Pejabat yang bertugas di bawah Yanukovych mulai kembali ke Kiev dan banyak oligarki yang mendanai separatis di timur tidak membayar tindakan mereka dengan cara apa pun. Tampaknya satu-satunya pejuang antikorupsi yang “sangat berkomitmen” yang tersisa adalah mantan presiden Georgia yang menjadi gubernur wilayah Odessa, Mikheil Saakashvili – yang belum menjadi terlalu “Ukrainisasi” untuk membasmi korupsi.
Ketika perekonomian memburuk, pemerintah sibuk melakukan restrukturisasi utang dibandingkan memulihkan dana yang dicuri, memperbaiki iklim investasi atau melakukan perlawanan nyata terhadap birokrasi dan korupsi.
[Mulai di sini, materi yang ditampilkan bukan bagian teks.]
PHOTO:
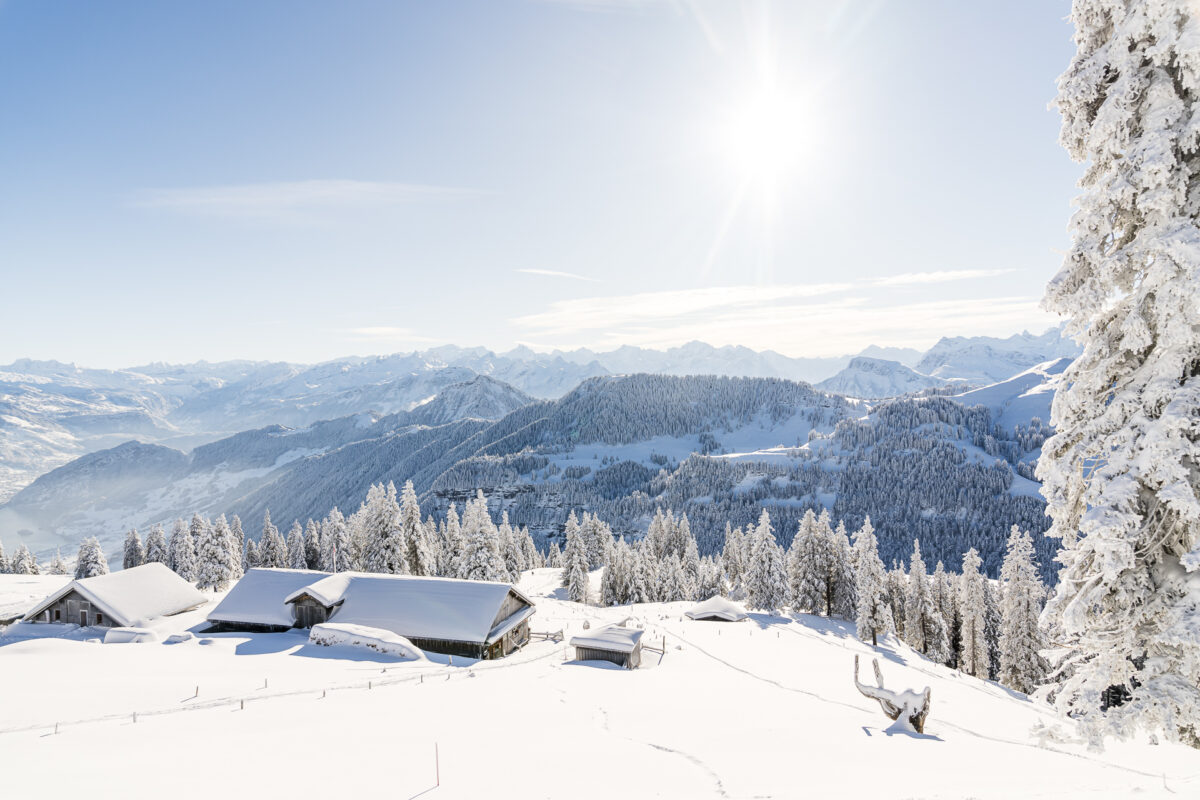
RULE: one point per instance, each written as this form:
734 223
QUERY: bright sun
767 136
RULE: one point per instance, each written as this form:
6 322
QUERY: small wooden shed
257 602
124 599
621 645
478 619
717 609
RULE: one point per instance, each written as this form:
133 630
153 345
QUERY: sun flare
767 136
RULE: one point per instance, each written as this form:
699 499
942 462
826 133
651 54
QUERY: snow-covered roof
131 596
261 596
610 637
418 607
717 607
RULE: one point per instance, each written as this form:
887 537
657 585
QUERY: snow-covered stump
907 708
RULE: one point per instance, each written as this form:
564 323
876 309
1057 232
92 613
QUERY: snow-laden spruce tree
135 554
924 629
767 575
808 566
297 558
1021 667
733 560
335 543
23 561
898 593
844 593
975 656
481 558
214 559
238 543
420 549
946 596
273 551
156 546
311 545
870 585
1121 473
58 566
91 560
178 533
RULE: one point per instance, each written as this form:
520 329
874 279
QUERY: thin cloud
556 274
813 320
289 199
945 276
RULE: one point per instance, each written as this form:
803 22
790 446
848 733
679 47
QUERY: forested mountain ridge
718 449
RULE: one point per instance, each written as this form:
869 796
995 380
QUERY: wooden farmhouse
477 619
621 645
717 609
124 599
257 602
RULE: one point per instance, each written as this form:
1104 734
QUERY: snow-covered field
757 709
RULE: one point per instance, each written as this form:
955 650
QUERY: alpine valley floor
757 709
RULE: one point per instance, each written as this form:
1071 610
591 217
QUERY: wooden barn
124 599
477 619
717 609
621 645
258 601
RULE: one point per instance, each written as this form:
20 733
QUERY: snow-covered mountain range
719 449
52 413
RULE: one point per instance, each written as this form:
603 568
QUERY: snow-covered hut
477 619
718 609
621 645
258 601
124 599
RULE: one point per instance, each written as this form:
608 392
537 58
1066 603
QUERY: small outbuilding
717 609
126 599
621 645
258 601
478 619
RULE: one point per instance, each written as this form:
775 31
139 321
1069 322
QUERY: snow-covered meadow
765 708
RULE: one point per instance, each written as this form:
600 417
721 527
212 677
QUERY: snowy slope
760 709
877 378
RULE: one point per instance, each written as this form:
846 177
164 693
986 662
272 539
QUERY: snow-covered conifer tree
156 546
311 545
91 560
870 582
924 626
335 543
807 566
58 566
767 577
1020 639
420 551
214 560
250 558
297 559
481 559
23 561
1120 474
975 657
177 542
135 554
Saat ini, negara-negara Barat lebih mengkhawatirkan nasib Ukraina dibandingkan pada pertengahan tahun 2000an, namun hal ini terjadi karena Ukraina adalah korban perang yang diprovokasi oleh Rusia. Namun, agenda tersebut hampir sepenuhnya mengalahkan agenda lainnya. Akibatnya, dalam satu atau dua tahun, Eropa akan berhenti berharap Ukraina akan menjadi negara yang “normal”. Pemerintah akan terus memberikan bantuan karena kelembaman belaka, namun tidak lebih. Tampaknya tidak lama lagi hari akan tiba ketika “normalitas” di Ukraina akan menunjukkan bahwa korupsi telah menjadi rutinitas dan negara ini kembali mengalami eksodus orang-orang muda dan berbakat.
Tentu saja, sekarang Ukraina telah memasuki jalur Westernisasi, niscaya Ukraina akan melanjutkan ke arah yang sama. Cita-cita yang diungkapkan pada tahun 2004-2005 belum pudar dan para korban pada bulan Februari 2014 tidak akan pernah terlupakan. Lebih dari satu Maidan, lebih dari satu revolusi dan lebih dari satu periode penuh harapan baru menanti negara ini di masa depan. Saya tidak khawatir mengenai masa depan rakyat Ukraina: setelah mereka mulai melepaskan masa lalu Soviet, mereka pada akhirnya akan lepas dari masa lalu. Tidak ada jalan kembali. Jika ada, kejadian tahun 2014 tidak akan sama dengan kejadian tahun 2004.
Tentu saja, masalah yang lebih serius adalah Rusia. Bertentangan dengan harapan teman-teman saya di Kiev, Rusia tidak akan terpecah belah karena ketegangan internal dan perekonomian tidak akan runtuh karena beban pendanaan Krimea. Sebaliknya, setiap kegagalan di Ukraina, setiap penundaan dalam pemberantasan korupsi dan perjuangan untuk mereformasi perekonomian, setiap hambatan dalam proses integrasi Eropa, semuanya berada di tangan kekuatan paling reaksioner di Rusia. Mereka sangat senang menyaksikan sebuah negara dengan kepemimpinan demokratis dan aspirasi Eropa merosot menjadi negara gagal.
Dan semakin rakyat Rusia menyamakan demokrasi dan kebebasan di Ukraina dengan kekacauan ekonomi dan kelompok elit baru yang korup, semakin besar pula masalahnya bagi negara Rusia, Ukraina, Eropa, dan yang paling penting, bagi rakyat Rusia.
Vladislav Inozemtsev adalah peneliti di IWM di Wina dan rekan senior non-residen di Pusat Studi Strategis dan Internasional di Washington.